Mais adolescentes estão relatando problemas de saúde mental na Europa, diz OMS

Segundo o relatório, houve uma piora na saúde mental de jovens e adolescentes entre 11 a 15 anos de 45 paíseso no período de 2014 a 2018

Da CNN, em São Paulo
21 de maio de 2020 às 13:51
Crianças e jovens caminham para a escola em Londres.
Foto: Toby Melville - 20.mar.2020/Reuters

No período de 2014 a 2018, houve uma piora na saúde mental de jovens e adolescentes entre 11 a 15 anos de 45 países. É o que confirma o relatório “Comportamento em Saúde em Crianças em Idade Escolar” (HBSC, na sigla em inglês), publicado nesta semana pelo escritório regional da Organização Mundial da Saúde (OMS) na Europa. 

A pesquisa, que analisou 227.441 jovens em idade escolar, pode ser considerado uma base para estudos futuros sobre o impacto da pandemia do novo coronavírus na saúde mental. Além da saúde mental, a saúde física e as relações sociais foram analisadas no estudo. 
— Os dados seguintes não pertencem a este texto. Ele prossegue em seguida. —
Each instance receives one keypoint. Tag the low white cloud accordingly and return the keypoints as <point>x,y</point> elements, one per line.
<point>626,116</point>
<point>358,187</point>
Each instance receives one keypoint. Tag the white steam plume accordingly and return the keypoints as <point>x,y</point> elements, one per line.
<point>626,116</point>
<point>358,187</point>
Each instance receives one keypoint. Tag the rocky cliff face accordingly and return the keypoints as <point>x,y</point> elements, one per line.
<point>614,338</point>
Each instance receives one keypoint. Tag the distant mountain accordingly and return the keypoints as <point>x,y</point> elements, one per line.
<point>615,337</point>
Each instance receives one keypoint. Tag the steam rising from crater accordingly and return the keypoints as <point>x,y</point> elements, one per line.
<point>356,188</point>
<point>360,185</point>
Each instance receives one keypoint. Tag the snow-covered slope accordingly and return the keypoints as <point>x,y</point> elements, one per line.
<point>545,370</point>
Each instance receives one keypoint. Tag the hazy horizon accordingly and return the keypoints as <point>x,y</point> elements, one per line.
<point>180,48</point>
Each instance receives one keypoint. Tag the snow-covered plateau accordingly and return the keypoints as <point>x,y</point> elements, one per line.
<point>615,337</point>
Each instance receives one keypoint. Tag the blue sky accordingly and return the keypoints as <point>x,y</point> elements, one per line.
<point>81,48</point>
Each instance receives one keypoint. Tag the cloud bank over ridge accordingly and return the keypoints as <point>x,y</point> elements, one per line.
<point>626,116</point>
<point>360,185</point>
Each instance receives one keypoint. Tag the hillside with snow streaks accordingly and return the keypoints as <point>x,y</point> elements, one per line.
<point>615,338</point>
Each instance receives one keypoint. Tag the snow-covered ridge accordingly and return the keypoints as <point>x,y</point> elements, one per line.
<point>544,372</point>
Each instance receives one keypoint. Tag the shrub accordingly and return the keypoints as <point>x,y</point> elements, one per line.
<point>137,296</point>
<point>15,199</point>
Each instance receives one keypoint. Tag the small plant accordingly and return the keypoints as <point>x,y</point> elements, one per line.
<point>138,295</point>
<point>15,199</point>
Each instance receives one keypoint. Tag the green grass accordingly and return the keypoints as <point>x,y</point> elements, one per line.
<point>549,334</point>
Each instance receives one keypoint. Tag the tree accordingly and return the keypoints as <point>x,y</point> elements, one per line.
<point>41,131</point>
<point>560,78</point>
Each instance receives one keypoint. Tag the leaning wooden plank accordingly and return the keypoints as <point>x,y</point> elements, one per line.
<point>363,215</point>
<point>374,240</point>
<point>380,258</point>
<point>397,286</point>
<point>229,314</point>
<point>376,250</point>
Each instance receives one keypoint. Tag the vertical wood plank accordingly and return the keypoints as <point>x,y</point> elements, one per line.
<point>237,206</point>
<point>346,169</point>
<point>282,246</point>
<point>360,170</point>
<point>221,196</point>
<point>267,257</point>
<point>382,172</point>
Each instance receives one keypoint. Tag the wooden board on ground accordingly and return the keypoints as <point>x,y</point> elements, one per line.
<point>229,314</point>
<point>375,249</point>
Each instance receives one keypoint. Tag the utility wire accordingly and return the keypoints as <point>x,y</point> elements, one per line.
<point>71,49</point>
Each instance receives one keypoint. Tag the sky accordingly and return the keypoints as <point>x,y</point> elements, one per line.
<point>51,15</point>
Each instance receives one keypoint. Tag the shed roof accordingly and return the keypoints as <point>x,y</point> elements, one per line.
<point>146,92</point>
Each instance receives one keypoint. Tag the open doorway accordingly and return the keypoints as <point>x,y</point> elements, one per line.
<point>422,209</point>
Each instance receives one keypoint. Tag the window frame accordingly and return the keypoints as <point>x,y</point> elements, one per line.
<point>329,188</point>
Para o diretor-regional da OMS na Europa, Hans Henri P. Kluge, a situação é preocupante. "Um número crescente de meninos e meninas em toda a região europeia está relatando problemas de saúde mental, sentindo-se para baixo, nervosos ou irritados. É uma preocupação para todos nós".

Leia também:

Estudo da Universidade de Hong Kong comprova eficácia de máscara contra Covid-19

Síndrome inflamatória relacionada à Covid-19 coloca vida de crianças em risco

Crianças em casa? Especialistas recomendam manter rotina e conversar

Segundo ele, a forma como responderemos ao problema será decisivo e ecoará pelas próximas gerações. “Investir nos jovens, garantindo que eles tenham fácil acesso aos serviços de saúde mental adequados às suas necessidades, é uma ação que impacta três pontos: teremos ganhos de saúde, além de ganhos sociais e econômicos aos adolescentes de hoje, aos adultos de amanhã e às gerações futuras", afirma. 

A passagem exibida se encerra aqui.